I created a mesh using CSG which I want to draw lines around. The way I am doing this is creating the EdgesGeometry of the mesh which then I use to make LineSegments.
This works for me most of the time, but in this case there are two (small) lines that I don’t want. This is because the mesh I create should represent a real world object.
This is the line that I want to remove, which is on both sides of the object.
I’m wondering how I can best go about removing them or make sure that they aren’t created.
I was thinking of iterating over the Float32Array and removing them but that does not seem like a clean way to achieve my goal.
It seems this issue was already discussed at github:
AFAIK, the mentioned lines are visible because of the way EdgesGeometry evaluates edges. The OP shared an enhancement of EdgesGeometry in this post that should solve the issue. Can you please give this code a try?
This indeed seems to work perfectly for what I need.
The only problem is that this hits the performance quite a bit as there is a delay of 0.5 seconds or so every time this executes…

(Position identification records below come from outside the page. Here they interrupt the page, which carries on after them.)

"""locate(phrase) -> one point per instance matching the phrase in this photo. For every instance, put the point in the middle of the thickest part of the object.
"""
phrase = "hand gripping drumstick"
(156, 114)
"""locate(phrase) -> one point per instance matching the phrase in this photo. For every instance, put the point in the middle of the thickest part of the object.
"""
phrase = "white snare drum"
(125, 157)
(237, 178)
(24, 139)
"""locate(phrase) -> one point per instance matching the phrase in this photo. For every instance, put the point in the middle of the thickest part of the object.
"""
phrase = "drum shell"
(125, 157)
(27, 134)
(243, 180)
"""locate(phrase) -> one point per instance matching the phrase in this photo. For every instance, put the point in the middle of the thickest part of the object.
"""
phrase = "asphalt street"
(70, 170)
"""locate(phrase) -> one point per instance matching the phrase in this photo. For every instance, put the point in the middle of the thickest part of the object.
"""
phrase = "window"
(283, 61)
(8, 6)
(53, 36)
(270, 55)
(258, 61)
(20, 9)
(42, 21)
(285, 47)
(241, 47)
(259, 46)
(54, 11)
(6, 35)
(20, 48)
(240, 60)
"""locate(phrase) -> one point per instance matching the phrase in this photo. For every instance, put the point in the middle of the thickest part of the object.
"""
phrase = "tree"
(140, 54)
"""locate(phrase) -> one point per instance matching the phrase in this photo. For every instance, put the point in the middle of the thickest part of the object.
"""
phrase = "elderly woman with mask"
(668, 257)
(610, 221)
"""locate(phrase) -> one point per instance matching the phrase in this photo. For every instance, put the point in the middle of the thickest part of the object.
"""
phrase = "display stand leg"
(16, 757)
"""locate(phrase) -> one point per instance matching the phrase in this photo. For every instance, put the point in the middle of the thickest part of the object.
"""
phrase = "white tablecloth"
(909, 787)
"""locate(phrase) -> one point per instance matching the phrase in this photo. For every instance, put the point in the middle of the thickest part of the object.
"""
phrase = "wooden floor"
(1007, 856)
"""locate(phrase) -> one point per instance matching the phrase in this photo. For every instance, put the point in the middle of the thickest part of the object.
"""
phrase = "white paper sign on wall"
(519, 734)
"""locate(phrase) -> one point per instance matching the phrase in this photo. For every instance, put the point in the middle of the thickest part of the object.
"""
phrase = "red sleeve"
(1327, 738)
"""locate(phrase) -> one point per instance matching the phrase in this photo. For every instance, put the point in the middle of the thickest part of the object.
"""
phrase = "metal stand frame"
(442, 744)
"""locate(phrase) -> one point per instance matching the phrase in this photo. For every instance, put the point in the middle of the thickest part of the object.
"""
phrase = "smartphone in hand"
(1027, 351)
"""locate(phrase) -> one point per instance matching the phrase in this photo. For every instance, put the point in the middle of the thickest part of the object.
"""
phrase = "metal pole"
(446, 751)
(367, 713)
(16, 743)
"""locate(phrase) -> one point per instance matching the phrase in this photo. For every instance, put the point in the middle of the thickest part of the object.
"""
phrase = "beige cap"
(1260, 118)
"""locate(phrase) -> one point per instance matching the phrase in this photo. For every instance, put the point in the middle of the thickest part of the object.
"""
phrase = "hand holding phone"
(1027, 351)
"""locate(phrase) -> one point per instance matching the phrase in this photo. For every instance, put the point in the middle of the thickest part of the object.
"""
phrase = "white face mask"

At some point, we need to have a go on EdgesGeometry anyway in order to resolve the dependency to THREE.Geometry. When doing this, it might be a good idea to improve the algorithm so it produces the result promoted at github. Considering the user feedback so far, I think it’s more desirable to have a result without unexpected edges than a fast algorithm.
That’s right, I can see that the unexpected edges has a higher priority over the speed of execution.
It’s just that for my use case it would be wonderful if there was no delay because the rest of the operations using three.js are snappy. (I am creating a commercial configurator).